- Born: 28 November 1933
- Died: 29 October 2016 (aged 82)
- Education: University of Oslo
- Known for: Alternative medicine Alternative therapies for developmental and learning disabilities Gluten-free, casein-free diets Opioid excess theory
- Awards: King's Medal of Merit
- Scientific career
- Workplaces: Oslo University Hospital, Rikshospitalet
- Thesis: An investigation into the nature and function of anionic acids, peptides, and acid-soluble proteins from brain tissue (1972)

= Kalle Reichelt =

Norwegian medical researcher and alternative medicine practitioner

Karl Ludvig "Kalle" Reichelt (28 November 1933 – 29 October 2016) was a Norwegian medical researcher and alternative medicine practitioner. He was best known for the controversial and unproven claim that opioid peptides derived from casein and gluten were causally linked to various psychiatric disorders, as well as his suggestion that gluten-free, casein-free diets could be used to treat them.

==Education==
In 1972, Reichelt earned his medical doctorate from the University of Oslo. His thesis was titled, "An investigation into the nature and function of anionic acids, peptides, and acid-soluble proteins from brain tissue."

==Career==
Reichelt worked at the Pediatric Research Institute at what is now Oslo University Hospital, Rikshospitalet from 1972 to 2012. He was a senior researcher and advisor.
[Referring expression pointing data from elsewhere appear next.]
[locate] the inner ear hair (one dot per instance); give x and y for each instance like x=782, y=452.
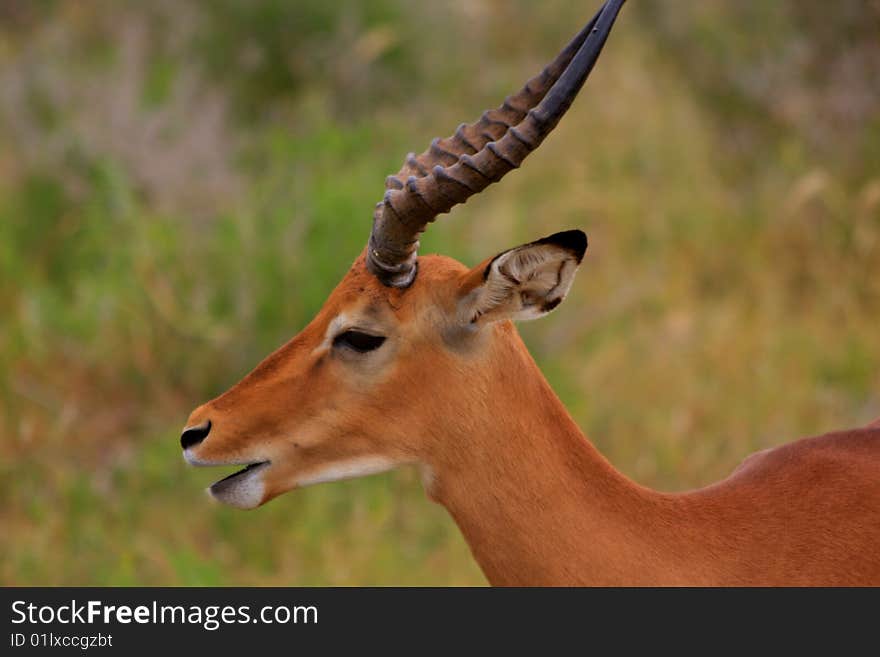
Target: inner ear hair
x=528, y=281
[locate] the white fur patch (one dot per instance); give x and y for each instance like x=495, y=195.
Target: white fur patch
x=244, y=491
x=359, y=467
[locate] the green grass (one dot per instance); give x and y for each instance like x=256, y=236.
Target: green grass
x=728, y=301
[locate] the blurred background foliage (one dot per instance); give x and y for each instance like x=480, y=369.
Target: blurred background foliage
x=182, y=184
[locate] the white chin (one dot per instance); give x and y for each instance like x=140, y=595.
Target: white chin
x=243, y=490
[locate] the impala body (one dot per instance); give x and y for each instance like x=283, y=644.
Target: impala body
x=416, y=360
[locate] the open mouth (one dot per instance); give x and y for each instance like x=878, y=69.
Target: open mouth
x=243, y=489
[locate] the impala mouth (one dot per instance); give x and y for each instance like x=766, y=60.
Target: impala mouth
x=243, y=489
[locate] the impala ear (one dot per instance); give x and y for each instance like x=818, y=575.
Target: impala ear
x=526, y=282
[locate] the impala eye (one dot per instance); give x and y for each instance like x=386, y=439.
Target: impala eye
x=358, y=341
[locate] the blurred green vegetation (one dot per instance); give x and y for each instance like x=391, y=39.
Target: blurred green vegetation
x=182, y=184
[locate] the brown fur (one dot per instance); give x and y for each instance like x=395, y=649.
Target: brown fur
x=535, y=500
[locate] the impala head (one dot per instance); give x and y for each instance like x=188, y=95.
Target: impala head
x=403, y=343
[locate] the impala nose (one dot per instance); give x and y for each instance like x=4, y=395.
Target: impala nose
x=192, y=436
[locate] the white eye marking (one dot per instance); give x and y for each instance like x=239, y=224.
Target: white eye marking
x=357, y=467
x=333, y=328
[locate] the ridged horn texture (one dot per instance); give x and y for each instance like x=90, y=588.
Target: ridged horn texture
x=478, y=154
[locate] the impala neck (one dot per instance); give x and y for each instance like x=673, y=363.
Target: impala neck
x=535, y=500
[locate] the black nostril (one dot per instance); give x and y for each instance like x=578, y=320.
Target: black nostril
x=194, y=435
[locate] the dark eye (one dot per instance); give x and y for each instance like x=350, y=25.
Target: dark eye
x=358, y=341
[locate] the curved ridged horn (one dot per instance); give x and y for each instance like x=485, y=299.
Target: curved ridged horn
x=455, y=168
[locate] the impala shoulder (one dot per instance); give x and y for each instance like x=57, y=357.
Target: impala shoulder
x=837, y=452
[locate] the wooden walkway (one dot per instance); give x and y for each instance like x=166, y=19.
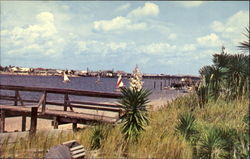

Reichelt received a gold King's Medal of Merit in 2004.

===Alternative medicine===

Reichelt's clinical research primarily focused on searching for a link between food and psychiatric disorders. He alleged that the reabsorption of improperly digested peptides (specifically casomorphins and gluten exorphins) had an opioid-like impact on the brain and could be causally linked to anorexia, attention deficit hyperactivity disorder, autism, clinical depression, and schizophrenia. Reichelt also alleged urine tests could identify those not properly breaking down the peptides into amino acids and recommended gluten-free, casein-free diets as a treatment. However, Reichelt's findings were controversial, and his opioid excess theory has not been validated within mainstream medical circles.